That Long and Twisty Road
Version 1.0, © 2007 by Dale Cotton, all rights reserved

30-05
One of the recurring issues that young photographers discuss is triteness. You take a picture of a sunrise over water scene that totally grabs you. Your significant other loves it, your friends and acquaintances make positive noises when you show it to them. Then you think about sharing it with other photographers. Downer. You know an inevitable response is going to be: "nice – but I've seen it before."
This is a problem that actually disappears over time. The more time and effort we invest in art and in life, the more we get caught up in pursuing a line of expression that just happens to be one that no one else has pursued. We become fixated on certain subject matter, certain values, certain interpretative stances. Eventually, it's not just a sunrise over water scene but a [your name here] sunrise over water scene. Or you don't do sunrises over water any more because you're on to other things.

117-14
We can look at the camera as a recording tool that has no other function than to document the wonders of nature, just as seen. But where to stand? What height to shoot from? What focal length to use? What aspect ratio? What crop/composition? Then we get the picture back home and open it in our converter or editor: What white balance to use? What contrast curve to employ?
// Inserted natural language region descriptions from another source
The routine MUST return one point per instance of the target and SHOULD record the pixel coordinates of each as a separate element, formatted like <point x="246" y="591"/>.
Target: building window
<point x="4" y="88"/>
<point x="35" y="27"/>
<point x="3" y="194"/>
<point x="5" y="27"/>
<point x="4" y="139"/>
Etc. Etc. At first we may make our decisions based on trying to duplicate the original scene ... as best we can recall it. But when we do that we get frustrated because all too often the results are technically correct but lacking the emotional impact of the original gestalt. So we start tinkering with Photoshop's capabilities or the darkroom's, looking for the nuances and intensity that simple documentation misses out on. And so it goes.
The good news is that you don't have to do anything but trust the process. Don't worry if your pictures seem like ones you've seen before. Just groove on what's happening today. The bad news is that the process has a dark side.

191-26
I showed a set of 13x19" prints of my latest fall landscape scenes (including the picture above) to a few people who are not in any way involved with the arts. It was painful to watch them leaf through the prints. It's not that the images were particularly inaccessible – the subject matter is the usual trees, fall colour, water, etc. But all they could see was the immediate grab aspects of each print – was this the kind of picture you would see on a calendar or a picture postcard or a TV commercial or wasn't it? All the effort I expended to convey the spirit of place, to invoke a certain mood, and to get the fine detail just so was wasted effort. The farther you go on the path of the artist, the more you leave behind those who are not traveling that path. And this is true even if you never venture into abstraction, surrealism, expressionism, etc.
This process is not in any way confined to the visual arts. Let's suppose your passion is cooking. You go off to Europe and study in France and Italy, come home and get hired by an expensive gourmet restaurant. Then you have family over for supper, so you decide against something esoteric like escargots in beurre noire and pheasant tortiere romanov with chives and herbes fines and instead opt to make something accessible like a classic beef Stroganoff. One relative turns up his nose and asks if you happen to have any hot dogs. Another digs right in but decides it's a little bland and asks for some Worchester or ketchup (but only if you have Heinz). A third has pretensions in this area and wants to know why you used tarragon instead of the customary oregano, when you didn't use any tarragon and oregano isn't in fact customary.

06-L0331
So if your goal is to communicate, to reach out to family, friends, and neighbours, the question "has this been done before?" is actually the reverse of what you want to ask. Instead, you should be asking "Is this close enough to something that everyone's seen before and are therefore comfortable with, or have I gone off the deep end with this one?" The safe course is to learn to cook hamburgers and hot dogs ... and not get too deeply into the subtleties of cooking them just so.
If that doesn't feel like an option, you may sigh, cross off all hope of reaching the uninitiated, then look to your fellow artists for understanding and approbation. Think of a group of working chefs who get together from time to time for a home-cooked meal. They'll all get together in someone's kitchen. One will make the salad, another the vegetables, another the meat dish, another the desert. When they sit down to eat, the conversation will inevitably go something like this:

06-2054
Cook A: "Roast baby potatoes in the skin with parsley and shallots ... nice ... hmmm ... rosemary, eh? That's interesting. I think I would have used tarragon and basil instead..."
Cook B: "Tarragon? With parsley? But of course you're pulling our legs."
Cook C: "I agree. The rosemary is fine. But I would never have let it cook in the butter to get all soggy. I'd have added the butter just before the end."
Then Cook D slams down his fork, bolts up toppling his chair, throws his napkin in the general direction of the table, and roars: "Soggy?!" My potatoes. SOGGY?"